Rate Limiting Algorithms
Visual comparison of Token Bucket vs Sliding Window — understand burst handling, accuracy trade-offs, and when to use each algorithm.
Why Rate Limiting?
Without rate limiting, a single user or malicious actor can overwhelm your system with traffic spikes. Rate limiting protects your infrastructure, controls costs, and ensures fair usage across all users.
- Resource protection: Prevent database connection exhaustion, memory spikes
- Cost control: Limit cloud spend on serverless and usage-based pricing
- Security: Stop brute force attacks and credential stuffing
Token Bucket Algorithm
Imagine a bucket filled with tokens. Each request consumes one token. The bucket refills at a steady rate (e.g., 10 tokens/second) up to a maximum capacity.
Many APIs use token bucket-style limits to allow short bursts while preventing abuse. Most API gateways and edge services use variations of this algorithm.
- Capacity: Maximum burst size (e.g., 1,000 tokens)
- Refill rate: Tokens added per second (e.g., 100/sec)
- Time complexity:
O(1)per request
Burst Handling
When traffic is light, tokens accumulate. When a burst arrives, the bucket can absorb it — up to capacity. This is perfect for APIs where legitimate users have bursty patterns.
If tokens run out, requests are rejected with HTTP 429 (Too
Many Requests) until the bucket refills. Include a Retry-After header for proper client handling.
- Bursts allowed up to bucket capacity
- Steady-state rate limited by refill rate
- Common in API gateways, edge services, payment APIs
Sliding Window Counter
Fixed windows have a flaw: users can hit the limit at 2:59 PM, then again at 3:00 PM — effectively doubling their rate at the boundary.
Sliding window counter fixes this by weighting the previous window's count based on current position in the window.
- Formula:
prev_count × (1 - elapsed_ratio) + curr_count - Approximation: Smooths boundary spikes without full log storage
- Memory efficient: Only 2 counters per user (previous + current)
Smooth Rate Control
Sliding window counters ensure no spike at window boundaries by blending the previous window into the current one.

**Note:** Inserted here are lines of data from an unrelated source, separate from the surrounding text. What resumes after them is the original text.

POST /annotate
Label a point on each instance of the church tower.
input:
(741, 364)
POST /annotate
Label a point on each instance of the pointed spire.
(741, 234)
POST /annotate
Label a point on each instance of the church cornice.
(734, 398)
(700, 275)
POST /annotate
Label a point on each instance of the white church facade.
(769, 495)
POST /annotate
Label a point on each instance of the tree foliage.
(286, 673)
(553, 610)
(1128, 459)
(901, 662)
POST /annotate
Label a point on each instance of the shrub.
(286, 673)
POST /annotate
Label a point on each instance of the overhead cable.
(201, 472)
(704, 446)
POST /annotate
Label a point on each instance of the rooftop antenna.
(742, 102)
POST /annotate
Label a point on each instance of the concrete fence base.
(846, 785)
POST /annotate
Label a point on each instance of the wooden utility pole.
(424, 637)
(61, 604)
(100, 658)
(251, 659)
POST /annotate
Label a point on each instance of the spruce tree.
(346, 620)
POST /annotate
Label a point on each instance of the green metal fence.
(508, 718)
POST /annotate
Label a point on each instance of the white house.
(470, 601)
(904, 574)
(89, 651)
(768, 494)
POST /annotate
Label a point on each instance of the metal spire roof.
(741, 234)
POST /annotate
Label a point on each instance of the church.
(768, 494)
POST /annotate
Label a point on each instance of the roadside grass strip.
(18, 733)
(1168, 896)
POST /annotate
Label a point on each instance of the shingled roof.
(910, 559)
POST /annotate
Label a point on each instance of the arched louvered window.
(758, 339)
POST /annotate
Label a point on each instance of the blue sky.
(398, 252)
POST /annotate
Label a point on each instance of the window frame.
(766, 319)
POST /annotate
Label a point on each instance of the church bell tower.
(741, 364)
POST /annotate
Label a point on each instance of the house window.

At 30% into the current window, if previous window had 10 requests and
current has 3, the weighted count is: 10 × 0.70 + 3 = 10.
Still at the limit!
- No boundary burst problem (unlike fixed windows)
- Better user experience with predictable enforcement
- Common in API rate limiters, billing systems, client SDKs
When to Use Which?
Choose based on your requirements:
- Token Bucket: When you need burst tolerance. Use for payment APIs, user-facing features, or when legitimate traffic is bursty.
- Sliding Window: When you need smooth, predictable rate enforcement. Use for background jobs, third-party API quotas, or billing limits.
For distributed systems, both algorithms need shared state (Redis, Memcached) to enforce limits across multiple instances.